There are several tools for creating UML models of program source code. Some work for java, some for C++, and some not at all. Unfortunately, the latter case seems to be prominent. I searched google and looked in wikipedia. I saw many comments in forums lamenting that there are no useful uml diagram utilities in linux. In this post I comment on some of these methods and present two simple shell scripts for generating class dependency graphs.
One tool I tried is umbrello, which at the first try worked nicely, then however crashed (maybe there was too much source code) and never launched. I have seen people commenting similar behavior with umbrello. ArgoUML is another java-based tool, which produced diagrams from my code, however hardly legible ones. Class names overlapped and were not readable at all.
Actually, if you just want to see the dependency of you classes, it should not be so difficult to generate. Dependency diagrams from source code can be made in a very simple way, by using a bash 3-line shell script and visualizing with graphviz (see my introduction to graphviz).
For C++, you just parse the header files and find "class bar: public foo {." Then you parse this line and output to a file (here diagram.dot):
echo "digraph G {"> diagram.dot
sed -n -e "s/class [ ]*\([a-zA-Z0-9_]*\)[ ]*:[ ]*public [ ]*\([a-zA-Z0-9_]*\)[ ]*[{][ ]*/\1 -> \2 ;/p" *.h >> diagram.dot
echo "}" >> diagram.dot
compile to pdf:
And finished. You can see the inheritance of your classes in the pdf. Note that this script -- as it is -- only handles single inheritance from public classes.

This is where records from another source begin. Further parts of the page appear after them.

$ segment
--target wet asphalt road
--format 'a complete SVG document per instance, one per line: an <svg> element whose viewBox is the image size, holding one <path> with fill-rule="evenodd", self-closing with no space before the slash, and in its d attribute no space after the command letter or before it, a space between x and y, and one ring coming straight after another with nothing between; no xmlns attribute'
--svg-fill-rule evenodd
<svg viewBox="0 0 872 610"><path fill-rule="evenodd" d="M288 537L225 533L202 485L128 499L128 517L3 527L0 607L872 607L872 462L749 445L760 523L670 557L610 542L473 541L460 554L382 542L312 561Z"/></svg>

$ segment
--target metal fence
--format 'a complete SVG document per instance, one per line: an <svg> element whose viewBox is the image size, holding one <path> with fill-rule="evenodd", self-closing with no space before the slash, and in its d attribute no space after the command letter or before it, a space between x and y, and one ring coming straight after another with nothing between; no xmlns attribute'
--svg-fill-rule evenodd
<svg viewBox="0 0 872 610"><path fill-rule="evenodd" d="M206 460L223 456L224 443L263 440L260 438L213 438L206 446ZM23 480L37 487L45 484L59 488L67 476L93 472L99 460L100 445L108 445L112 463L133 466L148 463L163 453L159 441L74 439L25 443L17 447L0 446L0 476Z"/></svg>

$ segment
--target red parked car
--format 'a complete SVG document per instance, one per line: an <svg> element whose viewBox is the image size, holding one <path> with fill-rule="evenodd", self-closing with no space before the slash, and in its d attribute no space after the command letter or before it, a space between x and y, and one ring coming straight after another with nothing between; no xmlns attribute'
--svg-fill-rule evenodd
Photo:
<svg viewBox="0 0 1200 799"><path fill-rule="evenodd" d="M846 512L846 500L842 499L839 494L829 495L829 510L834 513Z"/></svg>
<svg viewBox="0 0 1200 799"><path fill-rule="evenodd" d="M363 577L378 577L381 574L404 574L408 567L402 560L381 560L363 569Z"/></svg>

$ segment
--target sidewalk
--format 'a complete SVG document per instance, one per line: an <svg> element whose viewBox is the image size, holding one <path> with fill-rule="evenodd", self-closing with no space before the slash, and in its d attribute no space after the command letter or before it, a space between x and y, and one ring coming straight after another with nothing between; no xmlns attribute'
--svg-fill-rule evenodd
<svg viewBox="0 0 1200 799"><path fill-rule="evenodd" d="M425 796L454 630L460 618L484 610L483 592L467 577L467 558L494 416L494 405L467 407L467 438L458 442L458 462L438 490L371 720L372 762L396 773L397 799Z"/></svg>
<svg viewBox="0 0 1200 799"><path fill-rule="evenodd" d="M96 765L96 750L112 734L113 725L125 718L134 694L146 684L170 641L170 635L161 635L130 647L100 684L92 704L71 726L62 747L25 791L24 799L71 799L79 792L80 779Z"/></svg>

You can use very similar commands for Java:
echo "digraph G {"> diagram.dot
sed -n -e "s/class [ ]*\([a-zA-Z0-9_]*\)[ ]* extends [ ]*\([a-zA-Z0-9_]*\)[ ]*[{][ ]*/\1 -> \2 ;/p" *.java >> diagram.dot
echo "}" >> diagram.dot
Enjoy. Please leave a comment for questions or suggestions.
U COMMENT
I FOLLOW

I used Umbrello in Ubuntu because it was feature-rich and produce nice-looking uml diagrams. Unfortunately it still has some bugs (version for KDE4), for example exporting to image doesn't work, some text comment boxes get automatically resized when opening the file, etc.
Still I would recommend Umbrello for Linux as it is easy to use, has a friendly interface and a lot of functionalities.
Hi Marc, thanks for the feedback. Umbrello is quite nice, but for my programs umbrello just crashed. Maybe it is not made to handle bigger programs. I think it is worth to try newer releases to see whether it has improved with the recent releases. Anyways, the article was to show that for very simple use cases, a simple bash command can do the job.